The query string is accessed through the RewriteCond rule. To use RewriteCond rules needs a minimum of two lines; a RewriteCond and a RewriteRule. The RewriteCond is a condition under which the subsequent RewriteRule is applied. If you are familiar with programming then the RewriteCond acts like a an If Statement to determine if the RewriteRule is applied.
This next example uses the RewriteCond to only match if there is no query string:
RewriteCond %{QUERY_STRING} =""

RewriteRule ^photos/?$ /gallery.php?action=index [L]
In this case the RewriteCond just checks to see if there is any query string or not. If there is no query string (ie. it matches an empty string) then it applies the following rule which displays the photo gallery index page.

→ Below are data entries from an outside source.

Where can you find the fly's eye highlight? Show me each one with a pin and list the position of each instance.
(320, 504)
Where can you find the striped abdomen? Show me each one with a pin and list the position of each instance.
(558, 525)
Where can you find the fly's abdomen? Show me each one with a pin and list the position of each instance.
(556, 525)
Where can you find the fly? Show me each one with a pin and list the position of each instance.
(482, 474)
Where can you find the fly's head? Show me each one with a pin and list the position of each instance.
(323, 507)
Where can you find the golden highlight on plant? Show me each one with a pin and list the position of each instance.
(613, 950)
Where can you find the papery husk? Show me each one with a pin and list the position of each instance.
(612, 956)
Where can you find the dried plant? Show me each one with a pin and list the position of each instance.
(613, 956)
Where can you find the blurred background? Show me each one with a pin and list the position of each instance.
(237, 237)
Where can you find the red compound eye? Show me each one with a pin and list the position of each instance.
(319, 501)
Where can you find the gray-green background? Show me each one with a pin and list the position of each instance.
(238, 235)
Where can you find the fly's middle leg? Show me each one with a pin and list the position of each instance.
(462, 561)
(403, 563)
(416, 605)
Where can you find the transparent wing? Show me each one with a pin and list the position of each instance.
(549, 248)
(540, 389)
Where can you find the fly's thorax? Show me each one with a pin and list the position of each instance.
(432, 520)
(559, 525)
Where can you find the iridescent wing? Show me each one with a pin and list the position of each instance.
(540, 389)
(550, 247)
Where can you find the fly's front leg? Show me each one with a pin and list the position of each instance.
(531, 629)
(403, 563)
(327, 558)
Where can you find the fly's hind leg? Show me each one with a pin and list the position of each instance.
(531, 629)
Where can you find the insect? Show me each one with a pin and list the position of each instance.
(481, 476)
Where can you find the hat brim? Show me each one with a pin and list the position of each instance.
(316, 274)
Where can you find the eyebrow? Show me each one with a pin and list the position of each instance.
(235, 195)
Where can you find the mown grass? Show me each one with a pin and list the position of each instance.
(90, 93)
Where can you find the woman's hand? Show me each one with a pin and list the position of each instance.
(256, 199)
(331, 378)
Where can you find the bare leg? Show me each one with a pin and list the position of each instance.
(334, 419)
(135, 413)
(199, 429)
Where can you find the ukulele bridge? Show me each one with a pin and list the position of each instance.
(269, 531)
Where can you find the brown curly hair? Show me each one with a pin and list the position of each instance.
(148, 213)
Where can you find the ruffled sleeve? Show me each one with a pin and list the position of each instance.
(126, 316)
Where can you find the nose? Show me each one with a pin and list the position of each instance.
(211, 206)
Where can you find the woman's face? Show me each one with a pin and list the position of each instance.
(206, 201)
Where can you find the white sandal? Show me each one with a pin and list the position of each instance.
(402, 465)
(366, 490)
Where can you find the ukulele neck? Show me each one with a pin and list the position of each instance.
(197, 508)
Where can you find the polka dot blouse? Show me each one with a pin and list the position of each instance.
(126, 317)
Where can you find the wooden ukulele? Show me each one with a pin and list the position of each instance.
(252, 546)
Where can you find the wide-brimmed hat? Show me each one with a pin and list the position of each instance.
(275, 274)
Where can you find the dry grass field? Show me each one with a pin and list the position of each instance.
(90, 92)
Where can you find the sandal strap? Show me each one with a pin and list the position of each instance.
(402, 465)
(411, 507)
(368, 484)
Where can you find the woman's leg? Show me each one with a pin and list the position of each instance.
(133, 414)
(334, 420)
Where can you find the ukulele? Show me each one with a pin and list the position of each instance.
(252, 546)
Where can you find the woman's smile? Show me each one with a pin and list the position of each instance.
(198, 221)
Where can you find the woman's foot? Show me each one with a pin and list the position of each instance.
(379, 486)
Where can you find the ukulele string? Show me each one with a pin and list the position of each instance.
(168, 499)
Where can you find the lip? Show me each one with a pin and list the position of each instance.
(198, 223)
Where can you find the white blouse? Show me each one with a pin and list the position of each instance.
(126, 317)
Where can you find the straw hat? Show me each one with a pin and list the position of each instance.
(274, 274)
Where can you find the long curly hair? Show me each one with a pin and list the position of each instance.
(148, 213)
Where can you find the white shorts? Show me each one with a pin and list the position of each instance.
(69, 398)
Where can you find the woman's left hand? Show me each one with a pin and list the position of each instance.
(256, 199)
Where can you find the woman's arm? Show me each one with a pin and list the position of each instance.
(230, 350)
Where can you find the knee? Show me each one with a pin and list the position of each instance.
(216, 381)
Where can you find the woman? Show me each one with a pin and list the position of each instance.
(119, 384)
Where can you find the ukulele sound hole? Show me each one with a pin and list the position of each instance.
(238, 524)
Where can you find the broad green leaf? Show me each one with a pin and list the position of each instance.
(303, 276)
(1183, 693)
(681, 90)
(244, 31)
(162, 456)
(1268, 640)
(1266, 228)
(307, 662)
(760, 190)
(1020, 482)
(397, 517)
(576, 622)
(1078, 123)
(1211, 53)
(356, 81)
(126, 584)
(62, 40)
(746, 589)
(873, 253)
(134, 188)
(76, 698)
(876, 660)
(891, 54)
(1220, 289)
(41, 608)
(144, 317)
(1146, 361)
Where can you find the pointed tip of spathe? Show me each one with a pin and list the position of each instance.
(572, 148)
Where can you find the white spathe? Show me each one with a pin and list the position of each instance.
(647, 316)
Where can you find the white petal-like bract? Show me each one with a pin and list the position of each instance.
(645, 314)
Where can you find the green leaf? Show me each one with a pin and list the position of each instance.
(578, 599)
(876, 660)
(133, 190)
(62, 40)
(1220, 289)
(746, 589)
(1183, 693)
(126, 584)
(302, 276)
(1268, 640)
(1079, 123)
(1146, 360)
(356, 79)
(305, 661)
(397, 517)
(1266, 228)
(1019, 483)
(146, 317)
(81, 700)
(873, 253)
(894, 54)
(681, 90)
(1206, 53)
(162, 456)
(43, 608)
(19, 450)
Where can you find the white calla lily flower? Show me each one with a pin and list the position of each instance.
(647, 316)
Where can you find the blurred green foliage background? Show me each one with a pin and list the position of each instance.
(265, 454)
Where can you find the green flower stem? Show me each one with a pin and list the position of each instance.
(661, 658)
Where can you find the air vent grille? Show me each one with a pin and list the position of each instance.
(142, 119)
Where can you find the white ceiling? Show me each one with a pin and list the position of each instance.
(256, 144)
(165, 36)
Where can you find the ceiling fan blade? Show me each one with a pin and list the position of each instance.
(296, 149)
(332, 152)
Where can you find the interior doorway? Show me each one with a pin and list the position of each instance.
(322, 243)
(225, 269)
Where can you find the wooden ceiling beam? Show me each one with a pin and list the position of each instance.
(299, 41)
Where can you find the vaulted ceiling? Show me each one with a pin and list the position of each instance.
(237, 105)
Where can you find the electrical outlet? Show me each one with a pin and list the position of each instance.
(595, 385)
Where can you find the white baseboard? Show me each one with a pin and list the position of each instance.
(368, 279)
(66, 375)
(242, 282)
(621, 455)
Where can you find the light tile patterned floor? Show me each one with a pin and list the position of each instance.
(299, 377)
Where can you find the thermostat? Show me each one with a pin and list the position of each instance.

ie. going to page /photos will redirect to /gallery.php?action=index

The /? means that it will match either /photos or /photos/

The next example looks for a certain string in the query string and then uses that in the RewriteRule.
RewriteCond %{QUERY_STRING} ^(.*album=.*)$

RewriteRule ^photos/?$ /gallery.php?%1 [L]
In this case it looks for an album= section in the query string. Assuming this is included it then appends that to the Rewrite substitution. Note that %1 is used as opposed to $1 which is used if we were using a match from the RewriteRule expression. .* is used before and after the album to copy the entire query string over to the RewriteRule. In this case anything after the album parameter will also be included, but this could be changed to only match that section by using \w instead of '.' and moving the brackets appropriately. If the brackets were placed around the parameter instead of the entire string then it will only put that part of the string into the RewriteRule substitution.
For example:
RewriteCond %{QUERY_STRING} ^album=(\w*)$

RewriteRule ^photos/?$ /gallery.php?category=%1 [L]
which will result in the album parameter being used as category instead.
Match on IP address
Another useful feature of the RewriteCond is to match on IP address. The next example will redirect all visitors to the offline.html file unless they are coming from IP address 192.168.3.5. An example of where you may want to do this is when performing an upgrade to the website where other visitors are sent to an "upgrade in progress" page, but allowing the administrator access to the page to test it before going live.
Warning: Don't use this rule as it is – see the improved version afterwards.
# Rewrite on IP address example - do not use on a real site

RewriteCond %{REMOTE_HOST} !^192\.168\.3\.5

RewriteRule .* /offline.html [R=302,L]
The IP address of the visitor is accessible as %{REMOTE_HOST} and in this case I match on not (!) 192.168.3.5
I've also used the 302 rewrite rule which is a http temporary redirect.
The problem with the rule above is that it will also match on the offline.html file creating a loop. It is however possible to chain multiple RewriteCond rules together and the following gets around that by only Rewriteing in the request is not for the offline.html file.
# Rewrite on IP address example - improved version

RewriteCond %{REMOTE_HOST} !^77\.103\.252\.244

RewriteCond %{REQUEST_URI} !/offline\.html$

RewriteRule .* /offline.html [R=302,L]
Conclusion
From the few examples above it is easy to see just how versatile mod_rewrite can be. It can manipulate the request in just about anyway you can think of. This is useful when trying to provide user friendly URLs, files being moved, or a temporary maintenance mode.


The combination of RewriteCond and RewriteRule can be used to do lots more, but hopefully this has provided enough information to get started.